The thirteenth building was hugely cavernous inside. Some of it was divided into four floors, but in some areas—the metalworking ones, from the equipment left behind—you could see straight up from the ground floor to the underside of the roof. In those large spaces light trickled from the small windows from what would’ve been one wall of the fourth floor. It was a dim light spilled from a thickly overcast sky, but Promise was cautious, pulling the hood of her silk cloak farther forward to shade her face.

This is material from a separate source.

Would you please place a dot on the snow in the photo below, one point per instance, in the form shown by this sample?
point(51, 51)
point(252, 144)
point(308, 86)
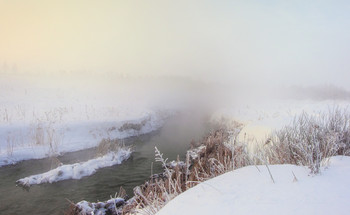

A stray hit of daylight wouldn’t cause her to combust, although it would go a long way toward explaining the urban legend of spontaneous “human” combustion. What it would give her was the vamp equivalent of a third-degree burn. While vamps were quick to heal from any other wound, those took months to heal, and aloe didn’t do a thing for that level of crispy.
Robin stopped to take the room in, eyes closed in concentration. “No, not here. Ah, I feel him now.” He indicated a hallway that ran the length of the building. “Not far, and asleep, I think, or we wouldn’t have made it this far without some difficulties.” I didn’t wonder how the dead or deadish slept. When I’d discovered there were undead mummified cats that followed pucks home and made themselves queen of the condo, I stopped questioning dead right then and there as too complicated for me.
He took out his sword from beneath a coat, the same long duster style as the one Nik always wore and was wearing now, thanks to Robin’s owning several. He didn’t carry a sword every day as my brother did, but enough that he needed the spares. Kalakos had his own. They were all virtually identical. Give them sunglasses and they’d be supernatural Men in Black.
Niko was carrying his xiphos and he handed me the second from inside his coat. Hephaestus hadn’t built Janus. Someone from a race older and more skilled had. If the Janus metal that formed the xiphos made the automaton stop and think, it might do worse to Hephaestus if he went off the deep end. Turn him from deadish to deader than dead. I had my holster back on and already had the Eagle out. I switched it to my left hand and carried the xiphos with my right. “Let’s go find out how to take out the batteries on that thing.”